Now it‘s true, members pop in and out of hearings, but for this type of high profile and important event, you would think they would at least try to make it look like they‘re all paying close attention.  We have been hearing a lot of members do a lot of complaining as of late about political witch-hunts and accusations that the other party is stalling on legislation.  I would think that stalling would at least mean working.  It‘s time for them to get to work. 

Coming up, speaking of congressional complaining, many of you still writing in about Congresswoman McKinney and her scuffle with the Capitol police.  You are not buying the racial profiling defense.  Your e-mails are next.

(COMMERCIAL BREAK)

ABRAMS:  I‘ve had my say, now it‘s time for “Your Rebuttal”.  Georgia Congresswoman Cynthia McKinney accused of hitting that Capitol Hill policeman after he says he asked her three times to show her I.D. before entering a House building.  She wasn‘t wearing her identifying lapel pin.  She insists the officer should have recognized her and that it must have been racial profiling.  I said that‘s still no excuse to hit a police officer. 

Almost all of you agreed including Pat Fitzgerald in Wilmington, North Carolina, “If I hit a cop, I would serve three months even with a clean record.”

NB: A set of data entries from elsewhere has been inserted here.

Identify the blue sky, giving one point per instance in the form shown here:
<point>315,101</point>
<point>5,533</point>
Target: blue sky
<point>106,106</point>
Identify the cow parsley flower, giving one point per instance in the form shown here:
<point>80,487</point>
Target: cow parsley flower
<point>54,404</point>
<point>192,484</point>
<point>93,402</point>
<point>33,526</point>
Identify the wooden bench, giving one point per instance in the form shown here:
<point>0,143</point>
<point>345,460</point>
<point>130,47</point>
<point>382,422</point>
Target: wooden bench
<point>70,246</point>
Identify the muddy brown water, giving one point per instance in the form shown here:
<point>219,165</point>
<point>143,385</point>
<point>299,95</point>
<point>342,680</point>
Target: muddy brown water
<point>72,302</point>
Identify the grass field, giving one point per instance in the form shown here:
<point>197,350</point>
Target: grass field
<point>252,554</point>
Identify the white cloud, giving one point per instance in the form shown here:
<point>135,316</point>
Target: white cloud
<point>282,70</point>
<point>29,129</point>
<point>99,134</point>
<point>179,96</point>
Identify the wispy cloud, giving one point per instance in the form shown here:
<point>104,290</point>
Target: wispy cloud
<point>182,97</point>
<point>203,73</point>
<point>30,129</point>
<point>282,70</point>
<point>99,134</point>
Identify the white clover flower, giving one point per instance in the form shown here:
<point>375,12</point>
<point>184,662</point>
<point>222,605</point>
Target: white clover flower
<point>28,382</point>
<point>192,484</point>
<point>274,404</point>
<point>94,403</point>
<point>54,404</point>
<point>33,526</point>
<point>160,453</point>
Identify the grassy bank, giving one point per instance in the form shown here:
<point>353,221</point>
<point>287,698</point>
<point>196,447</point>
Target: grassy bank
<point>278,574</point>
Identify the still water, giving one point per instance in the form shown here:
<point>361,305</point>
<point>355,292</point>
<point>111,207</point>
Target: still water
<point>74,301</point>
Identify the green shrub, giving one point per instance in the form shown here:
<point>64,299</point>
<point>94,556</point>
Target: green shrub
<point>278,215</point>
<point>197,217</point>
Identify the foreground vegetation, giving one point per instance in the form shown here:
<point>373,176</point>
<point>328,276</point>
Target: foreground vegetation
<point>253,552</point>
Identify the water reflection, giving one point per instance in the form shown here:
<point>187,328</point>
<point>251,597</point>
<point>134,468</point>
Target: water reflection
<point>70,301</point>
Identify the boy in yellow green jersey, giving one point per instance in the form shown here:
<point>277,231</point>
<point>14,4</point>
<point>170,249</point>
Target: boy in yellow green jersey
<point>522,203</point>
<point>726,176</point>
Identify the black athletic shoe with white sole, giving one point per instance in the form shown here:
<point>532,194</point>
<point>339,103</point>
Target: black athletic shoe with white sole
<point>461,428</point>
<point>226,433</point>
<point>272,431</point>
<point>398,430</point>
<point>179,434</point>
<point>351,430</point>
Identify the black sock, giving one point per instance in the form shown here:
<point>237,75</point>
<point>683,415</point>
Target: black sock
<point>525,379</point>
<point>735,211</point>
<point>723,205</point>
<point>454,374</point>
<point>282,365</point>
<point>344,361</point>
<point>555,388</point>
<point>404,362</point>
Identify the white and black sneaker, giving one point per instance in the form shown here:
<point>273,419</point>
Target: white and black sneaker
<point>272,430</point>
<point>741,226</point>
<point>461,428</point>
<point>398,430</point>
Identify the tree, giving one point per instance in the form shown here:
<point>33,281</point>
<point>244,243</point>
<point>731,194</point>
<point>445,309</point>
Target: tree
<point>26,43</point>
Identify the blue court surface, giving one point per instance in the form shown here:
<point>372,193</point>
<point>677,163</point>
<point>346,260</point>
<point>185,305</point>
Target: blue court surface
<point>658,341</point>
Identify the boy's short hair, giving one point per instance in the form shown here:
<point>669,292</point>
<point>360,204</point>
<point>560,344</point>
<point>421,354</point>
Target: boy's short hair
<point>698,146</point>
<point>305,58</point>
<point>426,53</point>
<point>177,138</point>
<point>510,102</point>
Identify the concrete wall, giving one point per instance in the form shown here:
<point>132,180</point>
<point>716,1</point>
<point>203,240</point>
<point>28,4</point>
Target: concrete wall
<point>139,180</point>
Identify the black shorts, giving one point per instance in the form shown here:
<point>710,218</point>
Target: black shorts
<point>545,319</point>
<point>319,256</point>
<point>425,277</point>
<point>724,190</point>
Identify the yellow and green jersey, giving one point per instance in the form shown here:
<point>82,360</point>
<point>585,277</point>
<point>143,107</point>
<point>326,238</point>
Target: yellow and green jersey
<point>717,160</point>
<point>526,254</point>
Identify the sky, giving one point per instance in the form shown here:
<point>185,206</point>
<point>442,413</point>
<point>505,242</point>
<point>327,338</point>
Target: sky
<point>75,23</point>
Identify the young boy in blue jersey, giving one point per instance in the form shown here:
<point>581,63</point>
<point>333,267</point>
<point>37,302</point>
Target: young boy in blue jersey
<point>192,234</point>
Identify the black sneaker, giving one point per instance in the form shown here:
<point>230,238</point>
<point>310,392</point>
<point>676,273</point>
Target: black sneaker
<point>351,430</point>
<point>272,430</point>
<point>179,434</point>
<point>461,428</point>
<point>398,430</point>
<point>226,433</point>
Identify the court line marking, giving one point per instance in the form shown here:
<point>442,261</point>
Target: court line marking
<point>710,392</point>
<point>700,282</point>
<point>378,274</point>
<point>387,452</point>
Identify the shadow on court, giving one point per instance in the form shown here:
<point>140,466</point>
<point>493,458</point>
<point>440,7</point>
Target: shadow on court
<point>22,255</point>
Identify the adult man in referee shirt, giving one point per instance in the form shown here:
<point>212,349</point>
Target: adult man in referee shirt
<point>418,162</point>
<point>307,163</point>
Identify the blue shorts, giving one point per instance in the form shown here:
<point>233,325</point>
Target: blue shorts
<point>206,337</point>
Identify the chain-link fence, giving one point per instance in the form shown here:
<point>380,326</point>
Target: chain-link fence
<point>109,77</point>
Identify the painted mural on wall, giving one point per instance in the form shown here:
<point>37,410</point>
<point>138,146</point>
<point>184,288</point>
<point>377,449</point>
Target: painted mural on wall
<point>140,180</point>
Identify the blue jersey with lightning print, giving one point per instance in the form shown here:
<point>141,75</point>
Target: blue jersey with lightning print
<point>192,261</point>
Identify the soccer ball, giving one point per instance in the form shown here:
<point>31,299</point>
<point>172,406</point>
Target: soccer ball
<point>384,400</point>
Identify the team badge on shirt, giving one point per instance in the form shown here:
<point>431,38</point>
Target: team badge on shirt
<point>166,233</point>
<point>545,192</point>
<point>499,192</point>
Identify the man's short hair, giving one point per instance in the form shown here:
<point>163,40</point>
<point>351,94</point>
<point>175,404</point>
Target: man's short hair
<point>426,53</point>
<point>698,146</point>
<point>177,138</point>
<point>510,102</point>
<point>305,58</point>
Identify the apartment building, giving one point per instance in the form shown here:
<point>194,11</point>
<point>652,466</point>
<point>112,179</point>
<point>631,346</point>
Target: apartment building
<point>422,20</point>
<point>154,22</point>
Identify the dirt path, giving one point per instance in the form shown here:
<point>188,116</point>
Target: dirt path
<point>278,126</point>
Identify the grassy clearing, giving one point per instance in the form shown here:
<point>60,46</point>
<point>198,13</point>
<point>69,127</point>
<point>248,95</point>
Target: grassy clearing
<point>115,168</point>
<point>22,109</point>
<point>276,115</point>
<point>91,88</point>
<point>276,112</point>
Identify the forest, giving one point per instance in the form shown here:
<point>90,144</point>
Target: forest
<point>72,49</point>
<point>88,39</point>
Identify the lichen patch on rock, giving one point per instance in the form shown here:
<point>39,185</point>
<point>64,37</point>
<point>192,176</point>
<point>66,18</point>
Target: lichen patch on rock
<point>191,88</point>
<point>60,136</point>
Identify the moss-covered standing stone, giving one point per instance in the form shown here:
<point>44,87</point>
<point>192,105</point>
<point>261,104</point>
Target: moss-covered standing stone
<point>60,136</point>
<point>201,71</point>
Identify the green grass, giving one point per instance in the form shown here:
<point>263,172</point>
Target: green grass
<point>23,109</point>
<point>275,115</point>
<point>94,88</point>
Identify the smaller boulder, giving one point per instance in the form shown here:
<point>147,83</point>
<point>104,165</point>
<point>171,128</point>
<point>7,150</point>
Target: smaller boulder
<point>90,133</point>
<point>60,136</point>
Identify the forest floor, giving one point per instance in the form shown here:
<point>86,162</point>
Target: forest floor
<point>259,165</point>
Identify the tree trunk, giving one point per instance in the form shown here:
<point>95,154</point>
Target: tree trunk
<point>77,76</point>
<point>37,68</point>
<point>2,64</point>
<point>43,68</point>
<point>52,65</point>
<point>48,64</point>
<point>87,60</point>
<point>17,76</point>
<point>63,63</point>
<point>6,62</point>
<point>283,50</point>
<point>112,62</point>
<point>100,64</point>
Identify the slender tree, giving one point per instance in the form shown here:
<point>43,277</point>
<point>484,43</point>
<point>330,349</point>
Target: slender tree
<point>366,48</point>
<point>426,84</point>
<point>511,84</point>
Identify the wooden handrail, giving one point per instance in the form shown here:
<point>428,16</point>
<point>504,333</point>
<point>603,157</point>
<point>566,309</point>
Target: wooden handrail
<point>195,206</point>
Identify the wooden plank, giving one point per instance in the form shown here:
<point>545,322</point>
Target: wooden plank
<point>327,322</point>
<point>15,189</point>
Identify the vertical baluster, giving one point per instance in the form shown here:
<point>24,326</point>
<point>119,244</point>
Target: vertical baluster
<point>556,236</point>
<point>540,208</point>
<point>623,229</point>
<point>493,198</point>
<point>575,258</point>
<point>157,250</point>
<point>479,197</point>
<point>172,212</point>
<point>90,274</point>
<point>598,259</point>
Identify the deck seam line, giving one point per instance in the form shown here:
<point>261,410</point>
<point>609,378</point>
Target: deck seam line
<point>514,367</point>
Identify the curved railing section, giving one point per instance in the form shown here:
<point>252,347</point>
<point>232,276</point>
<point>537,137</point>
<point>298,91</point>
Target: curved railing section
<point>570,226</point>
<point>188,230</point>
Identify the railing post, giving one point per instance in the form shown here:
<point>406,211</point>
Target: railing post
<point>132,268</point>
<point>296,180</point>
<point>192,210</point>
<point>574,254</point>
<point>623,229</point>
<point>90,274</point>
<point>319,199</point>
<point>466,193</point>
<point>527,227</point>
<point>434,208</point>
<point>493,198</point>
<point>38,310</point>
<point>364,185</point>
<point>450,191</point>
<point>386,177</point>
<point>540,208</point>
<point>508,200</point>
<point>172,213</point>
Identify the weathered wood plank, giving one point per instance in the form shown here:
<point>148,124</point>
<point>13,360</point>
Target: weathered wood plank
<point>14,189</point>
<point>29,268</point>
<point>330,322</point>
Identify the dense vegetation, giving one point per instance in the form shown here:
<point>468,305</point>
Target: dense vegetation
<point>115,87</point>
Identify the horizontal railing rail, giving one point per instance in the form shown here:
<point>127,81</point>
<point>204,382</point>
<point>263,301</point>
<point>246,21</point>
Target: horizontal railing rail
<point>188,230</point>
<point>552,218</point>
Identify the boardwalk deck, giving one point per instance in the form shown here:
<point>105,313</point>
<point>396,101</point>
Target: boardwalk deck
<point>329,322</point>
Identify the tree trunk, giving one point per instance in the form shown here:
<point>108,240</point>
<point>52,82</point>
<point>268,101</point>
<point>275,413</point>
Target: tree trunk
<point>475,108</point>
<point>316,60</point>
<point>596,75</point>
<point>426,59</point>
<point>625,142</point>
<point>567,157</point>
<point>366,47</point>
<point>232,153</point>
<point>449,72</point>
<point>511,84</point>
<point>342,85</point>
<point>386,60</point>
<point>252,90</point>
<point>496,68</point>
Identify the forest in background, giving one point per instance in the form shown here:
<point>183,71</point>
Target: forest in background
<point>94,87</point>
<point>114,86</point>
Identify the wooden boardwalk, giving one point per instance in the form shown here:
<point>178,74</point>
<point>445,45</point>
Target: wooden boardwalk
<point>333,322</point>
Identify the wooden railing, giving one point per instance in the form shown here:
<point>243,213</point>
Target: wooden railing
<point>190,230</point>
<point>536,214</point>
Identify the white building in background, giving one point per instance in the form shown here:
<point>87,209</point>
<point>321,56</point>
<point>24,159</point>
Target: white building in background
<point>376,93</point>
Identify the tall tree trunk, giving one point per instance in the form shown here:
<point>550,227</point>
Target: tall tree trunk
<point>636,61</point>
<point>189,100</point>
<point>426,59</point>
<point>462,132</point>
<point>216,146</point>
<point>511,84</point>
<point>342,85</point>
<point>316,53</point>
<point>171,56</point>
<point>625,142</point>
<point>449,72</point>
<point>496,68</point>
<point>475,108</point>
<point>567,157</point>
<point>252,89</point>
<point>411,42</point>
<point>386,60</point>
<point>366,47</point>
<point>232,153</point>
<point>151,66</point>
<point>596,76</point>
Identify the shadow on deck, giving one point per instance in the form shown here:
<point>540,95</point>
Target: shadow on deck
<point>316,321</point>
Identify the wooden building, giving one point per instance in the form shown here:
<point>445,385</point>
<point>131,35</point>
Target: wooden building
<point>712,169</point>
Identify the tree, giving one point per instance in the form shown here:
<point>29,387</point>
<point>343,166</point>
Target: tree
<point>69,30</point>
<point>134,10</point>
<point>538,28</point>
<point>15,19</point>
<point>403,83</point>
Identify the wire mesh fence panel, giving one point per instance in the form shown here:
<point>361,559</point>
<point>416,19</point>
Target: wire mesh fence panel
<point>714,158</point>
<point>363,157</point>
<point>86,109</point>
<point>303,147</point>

From Clearwater, Florida, Joshua Brauwerman, “You‘re right Dan. 

Bottom line is you never hit an officer, period.”

And retired Reverend Charles Stanley in Hertford, North Carolina.  “When in my late teens and early twenties I repeatedly subjected myself to police batons, vicious dogs and fire hoses to ensure the empowerment of every American.  I did not ever expect to see an empowered bigot wield that power to so blatantly abuse the very law she is sworn to uphold and defend.  It utterly undermines everything we fought for.”

Finally, Jose in Brighton, Massachusetts, “I don‘t know which is bigger, Representative McKinney‘s ego or the chip on her shoulder.  What is it with the House of Representatives?  It seems Tom DeLay is not the only hammer in the House.  Different party, yes.  Different attitude, no.”

“HARDBALL” with Chris Matthews is up next.  See you tomorrow.